An east coast friend with a 23-year-old son who graduated from college this past spring writes:
"Last spring after graduation, my son got a job offer with an accounting firm in Dallas. He had to study for his CPA, so he was home for the summer. One evening, a group of his friends came over. They were sitting out on the deck drinking cokes and beer, and I knew they were looking at my son with envy. He was moving to Dallas, he was going to live in his own apartment, he just bought a car--and he had a job in his profession. That used to the standard for kids coming out of college--especially good colleges like these kids had just graduated from. But most of them were living at home with no job prospects. A few had found something but not in their career."
This has been the new reality for college grads, and this is what the data recently released by the Census Bureau underlies.
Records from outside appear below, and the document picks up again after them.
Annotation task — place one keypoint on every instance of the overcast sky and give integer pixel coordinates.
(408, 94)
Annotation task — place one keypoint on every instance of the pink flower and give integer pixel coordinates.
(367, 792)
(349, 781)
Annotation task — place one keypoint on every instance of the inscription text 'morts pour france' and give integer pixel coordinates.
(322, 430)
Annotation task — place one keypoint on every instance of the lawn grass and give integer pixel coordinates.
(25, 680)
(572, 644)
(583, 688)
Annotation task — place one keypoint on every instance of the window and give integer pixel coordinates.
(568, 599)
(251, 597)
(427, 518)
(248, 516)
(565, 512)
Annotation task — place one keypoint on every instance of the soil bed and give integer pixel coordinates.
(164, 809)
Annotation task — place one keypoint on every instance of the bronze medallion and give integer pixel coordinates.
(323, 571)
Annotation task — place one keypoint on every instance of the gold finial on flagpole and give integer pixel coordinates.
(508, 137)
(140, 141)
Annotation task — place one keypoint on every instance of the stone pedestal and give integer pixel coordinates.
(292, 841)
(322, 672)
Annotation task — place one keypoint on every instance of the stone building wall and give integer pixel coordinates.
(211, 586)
While the economy has been devastating for those living in or near poverty, it has also been wrenching for recent college graduates. Richard Freeman, an economist at Harvard University, has suggested that the generation coming out of college since the 2008-2009 recession "will be scarred, and they will be called the `lost generation'--in that their careers would not be the same way if we had avoided this economic disaster."
They have not only been unable to find jobs now, it's not likely to get better soon--even as the employment figures pick up. Recent college grads who are now getting by with waitering, bartending and odd jobs will have to compete with new graduates for entry-level career positions. As Andrew Sum, an economist and director of the Center for Labor Market Studies at Northeastern University, put it, "We have a monster jobs problem, and young people are the biggest losers."
Here's hoping the latest downward trend on unemployment--8.3% in January--keeps going. It might make it possible for another friend's son to come home from his job in volatile South Sudan--a job he took not because he always wanted to go to Juba but because it was the only job he could get.